= 142nd Battalion (London's Own), CEF =

The 142nd (London's Own) Battalion, CEF was a unit in the Canadian Expeditionary Force during the First World War. Based in London, Ontario, the unit began recruiting in late 1915 in that city. After sailing to England in November 1916, the battalion was absorbed into the 23rd Reserve Battalion, CEF on November 11, 1916. The 142nd (London's Own) Battalion had one Officer Commanding: Lieutenant-Colonel C.M.R. Graham.

Stewart reports that the 142nd Battalion was organized on December 22, 1915, with a strength of 574 men. The unit was disbanded after the Great War on September 15, 1920. The 142nd Canadian Infantry Battalion was absorbed by the 23rd Reserve Battalion to provide reinforcements for the Canadian Corps in the field. The 142nd Battalion is affiliated with the 1st and 33rd CEF Battalions and is perpetuated by The Royal Canadian Regiment (RCR).

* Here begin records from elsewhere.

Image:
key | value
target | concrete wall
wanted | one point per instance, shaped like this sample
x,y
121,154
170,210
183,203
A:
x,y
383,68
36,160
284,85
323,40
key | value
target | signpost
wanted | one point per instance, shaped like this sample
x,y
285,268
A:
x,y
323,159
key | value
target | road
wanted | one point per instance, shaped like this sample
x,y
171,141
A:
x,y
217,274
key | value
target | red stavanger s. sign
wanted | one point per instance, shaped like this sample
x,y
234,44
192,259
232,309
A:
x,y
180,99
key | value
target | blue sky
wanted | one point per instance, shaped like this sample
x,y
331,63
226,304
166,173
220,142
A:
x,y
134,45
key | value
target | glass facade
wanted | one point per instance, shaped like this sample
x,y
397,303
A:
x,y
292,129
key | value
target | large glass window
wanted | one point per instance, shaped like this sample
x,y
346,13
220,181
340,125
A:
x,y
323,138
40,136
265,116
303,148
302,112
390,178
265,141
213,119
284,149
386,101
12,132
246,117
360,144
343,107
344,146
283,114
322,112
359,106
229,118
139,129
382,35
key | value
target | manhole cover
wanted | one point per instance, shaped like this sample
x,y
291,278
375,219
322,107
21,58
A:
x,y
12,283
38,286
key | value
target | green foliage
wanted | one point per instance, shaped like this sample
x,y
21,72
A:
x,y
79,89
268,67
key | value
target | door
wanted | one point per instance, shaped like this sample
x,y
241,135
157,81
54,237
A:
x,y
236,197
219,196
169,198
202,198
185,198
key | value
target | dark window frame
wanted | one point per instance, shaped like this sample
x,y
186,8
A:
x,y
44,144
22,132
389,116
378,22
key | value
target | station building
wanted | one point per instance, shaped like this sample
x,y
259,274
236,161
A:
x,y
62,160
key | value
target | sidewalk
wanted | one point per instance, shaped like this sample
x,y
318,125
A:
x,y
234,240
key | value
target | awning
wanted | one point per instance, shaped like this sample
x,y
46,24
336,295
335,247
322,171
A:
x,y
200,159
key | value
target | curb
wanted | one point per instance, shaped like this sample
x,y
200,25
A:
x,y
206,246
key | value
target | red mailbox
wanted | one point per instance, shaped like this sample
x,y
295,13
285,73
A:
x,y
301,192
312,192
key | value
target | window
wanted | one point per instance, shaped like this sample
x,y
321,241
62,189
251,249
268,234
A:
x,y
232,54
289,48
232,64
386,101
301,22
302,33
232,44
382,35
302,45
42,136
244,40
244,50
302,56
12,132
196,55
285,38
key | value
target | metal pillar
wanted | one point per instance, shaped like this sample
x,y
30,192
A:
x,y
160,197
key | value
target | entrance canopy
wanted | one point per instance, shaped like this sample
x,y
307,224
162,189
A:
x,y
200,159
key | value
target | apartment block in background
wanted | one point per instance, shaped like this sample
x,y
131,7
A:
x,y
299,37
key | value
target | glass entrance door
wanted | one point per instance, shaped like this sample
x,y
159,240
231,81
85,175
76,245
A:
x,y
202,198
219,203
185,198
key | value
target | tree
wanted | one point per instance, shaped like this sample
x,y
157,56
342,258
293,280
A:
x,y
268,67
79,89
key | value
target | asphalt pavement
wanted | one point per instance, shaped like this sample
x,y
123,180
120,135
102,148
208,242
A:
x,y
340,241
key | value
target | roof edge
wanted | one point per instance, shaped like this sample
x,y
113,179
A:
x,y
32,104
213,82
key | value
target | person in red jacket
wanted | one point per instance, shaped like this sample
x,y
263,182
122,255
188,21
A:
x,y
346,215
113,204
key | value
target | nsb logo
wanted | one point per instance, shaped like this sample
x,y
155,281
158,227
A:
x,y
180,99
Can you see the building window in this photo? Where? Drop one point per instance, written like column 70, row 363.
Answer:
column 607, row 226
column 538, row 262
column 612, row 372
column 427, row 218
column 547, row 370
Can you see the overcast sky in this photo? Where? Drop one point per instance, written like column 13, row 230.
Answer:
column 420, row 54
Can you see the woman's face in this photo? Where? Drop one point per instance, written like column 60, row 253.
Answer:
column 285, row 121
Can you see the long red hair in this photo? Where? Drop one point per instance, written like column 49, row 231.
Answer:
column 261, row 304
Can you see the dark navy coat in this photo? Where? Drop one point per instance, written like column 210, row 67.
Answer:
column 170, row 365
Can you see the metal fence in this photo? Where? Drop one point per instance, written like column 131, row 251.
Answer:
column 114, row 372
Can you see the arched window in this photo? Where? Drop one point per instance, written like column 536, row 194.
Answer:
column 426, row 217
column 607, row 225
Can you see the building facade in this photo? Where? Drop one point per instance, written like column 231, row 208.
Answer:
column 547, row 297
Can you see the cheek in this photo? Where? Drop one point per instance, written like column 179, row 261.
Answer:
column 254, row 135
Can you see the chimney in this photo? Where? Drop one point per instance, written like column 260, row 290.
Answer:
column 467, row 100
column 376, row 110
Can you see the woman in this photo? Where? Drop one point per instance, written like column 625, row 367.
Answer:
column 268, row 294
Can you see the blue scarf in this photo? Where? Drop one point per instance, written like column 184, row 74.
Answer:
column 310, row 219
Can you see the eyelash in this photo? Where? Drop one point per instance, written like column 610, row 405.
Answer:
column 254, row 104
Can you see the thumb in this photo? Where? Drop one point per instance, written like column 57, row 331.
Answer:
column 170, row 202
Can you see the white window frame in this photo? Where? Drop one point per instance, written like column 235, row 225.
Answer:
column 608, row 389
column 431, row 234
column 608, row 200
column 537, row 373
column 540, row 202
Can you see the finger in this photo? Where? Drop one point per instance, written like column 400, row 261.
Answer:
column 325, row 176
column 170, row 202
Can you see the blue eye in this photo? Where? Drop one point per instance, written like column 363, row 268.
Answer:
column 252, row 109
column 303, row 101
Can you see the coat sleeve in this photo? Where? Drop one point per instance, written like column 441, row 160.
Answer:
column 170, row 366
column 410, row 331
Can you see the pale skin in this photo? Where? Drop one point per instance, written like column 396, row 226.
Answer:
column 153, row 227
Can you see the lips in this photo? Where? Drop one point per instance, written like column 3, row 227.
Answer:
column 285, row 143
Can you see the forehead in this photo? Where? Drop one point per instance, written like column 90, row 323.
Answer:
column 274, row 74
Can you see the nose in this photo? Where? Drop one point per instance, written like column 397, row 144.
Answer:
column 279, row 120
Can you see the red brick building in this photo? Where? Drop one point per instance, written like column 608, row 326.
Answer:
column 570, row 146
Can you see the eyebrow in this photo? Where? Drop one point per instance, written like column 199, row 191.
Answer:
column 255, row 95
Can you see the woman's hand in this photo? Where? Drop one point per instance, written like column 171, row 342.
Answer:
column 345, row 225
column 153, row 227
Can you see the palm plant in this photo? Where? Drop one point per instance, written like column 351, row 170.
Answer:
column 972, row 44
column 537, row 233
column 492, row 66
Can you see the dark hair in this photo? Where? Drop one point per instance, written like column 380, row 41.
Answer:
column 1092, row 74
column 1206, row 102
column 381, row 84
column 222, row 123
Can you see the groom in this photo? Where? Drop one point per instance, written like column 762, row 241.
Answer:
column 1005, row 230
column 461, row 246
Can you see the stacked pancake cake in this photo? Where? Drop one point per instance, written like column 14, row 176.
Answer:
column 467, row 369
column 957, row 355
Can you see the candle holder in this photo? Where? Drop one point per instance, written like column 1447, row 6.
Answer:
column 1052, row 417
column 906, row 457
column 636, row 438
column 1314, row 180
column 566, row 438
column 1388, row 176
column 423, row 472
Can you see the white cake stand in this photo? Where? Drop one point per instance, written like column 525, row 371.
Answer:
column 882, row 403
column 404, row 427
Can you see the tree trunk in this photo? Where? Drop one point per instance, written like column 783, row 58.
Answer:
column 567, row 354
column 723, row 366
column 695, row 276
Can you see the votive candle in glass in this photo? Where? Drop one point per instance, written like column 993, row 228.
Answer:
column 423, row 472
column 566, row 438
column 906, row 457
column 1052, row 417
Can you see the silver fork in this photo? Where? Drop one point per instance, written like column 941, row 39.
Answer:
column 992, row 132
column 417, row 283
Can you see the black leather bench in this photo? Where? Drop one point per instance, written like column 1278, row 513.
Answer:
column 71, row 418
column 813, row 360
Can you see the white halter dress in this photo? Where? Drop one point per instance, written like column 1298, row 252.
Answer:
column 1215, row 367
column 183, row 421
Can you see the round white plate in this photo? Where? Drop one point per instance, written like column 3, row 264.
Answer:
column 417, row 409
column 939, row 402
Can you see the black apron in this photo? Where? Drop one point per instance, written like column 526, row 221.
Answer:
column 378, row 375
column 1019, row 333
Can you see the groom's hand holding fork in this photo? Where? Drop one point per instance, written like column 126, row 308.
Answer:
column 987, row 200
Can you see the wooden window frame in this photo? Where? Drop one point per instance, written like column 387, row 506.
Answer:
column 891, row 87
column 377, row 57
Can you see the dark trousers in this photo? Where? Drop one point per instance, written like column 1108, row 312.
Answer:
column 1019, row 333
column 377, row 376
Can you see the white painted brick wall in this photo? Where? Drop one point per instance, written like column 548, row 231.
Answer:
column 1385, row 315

The 142nd Battalion received the theatre of war honour The Great War, 1916.

Lieutenant George Van Wyck Laughton, M.C. (Vimy Ridge) of the 7th Regiment Fusiliers (Militia) attested to the 142nd Canadian Infantry Battalion in 1915. Details of the links between the Militia and the Canadian Expeditionary Force are provided on Lt. Laughton's web site.